From the play kitchen, I heard a faint, “That doesn’t say anything about pants.”
She may be kitchen help, but she was right. “Well, maybe you should make a sign that says ‘no pants, no service.'” I think management is taking it under advisement. And well it should. That sort of thing could really hinder business opportunity and growth. And appetites.
I wiped my mouth, pulled at my waistband and sent my compliments to the chef.
“Here,” I said to the waitress. “Take this imaginary $5. Use the extra as a tip to go toward some sort of janitorial service and get this place cleaned up. You’ve got toys EVERYwhere.”
Out of nowhere, I heard a shout from the play kitchen, where the associate was moving plates and bowls around in the plastic sink. “We handwash all our dishes!”
I took a sip of cold coffee and told my waitress, “If I had known that, I would have taken my business elsewhere.

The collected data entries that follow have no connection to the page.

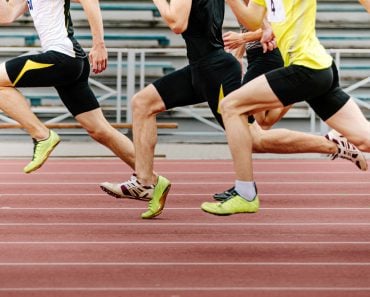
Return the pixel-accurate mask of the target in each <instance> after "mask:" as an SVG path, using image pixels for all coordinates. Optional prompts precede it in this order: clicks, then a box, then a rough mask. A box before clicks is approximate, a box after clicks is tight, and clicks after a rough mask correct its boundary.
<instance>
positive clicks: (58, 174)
mask: <svg viewBox="0 0 370 297" xmlns="http://www.w3.org/2000/svg"><path fill="white" fill-rule="evenodd" d="M253 173H254V174H261V175H262V174H286V175H297V174H302V175H303V174H333V175H334V174H351V175H369V174H370V171H369V172H363V171H355V172H354V171H254V172H253ZM130 174H132V172H131V171H130V172H129V171H127V172H126V171H120V172H112V171H94V172H91V171H74V172H71V171H56V172H54V171H48V172H38V173H37V175H120V176H124V175H130ZM161 174H164V175H165V174H171V175H175V174H176V175H203V174H207V175H225V174H232V175H234V174H235V172H234V171H222V172H217V171H161ZM0 175H5V176H7V175H24V173H23V172H0ZM127 178H128V176H127Z"/></svg>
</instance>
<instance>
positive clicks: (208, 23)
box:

Sink water doesn’t reach an adequate temperature to kill E. coli and salmonella. The health department would have a heyday with this place, you know.”
As I stood at the door of The Little Gnome Café, I offered one last gesture of my appreciation to my hard-working hostesses.
“You know, I’ll be glad to sign a black-and-white glossy of myself playing the guitar. I could sign it with a Sharpie, if you have one, and then you can hang it on the wall behind your cash register.”
Again with the eye-rolling. Good help is so hard to find.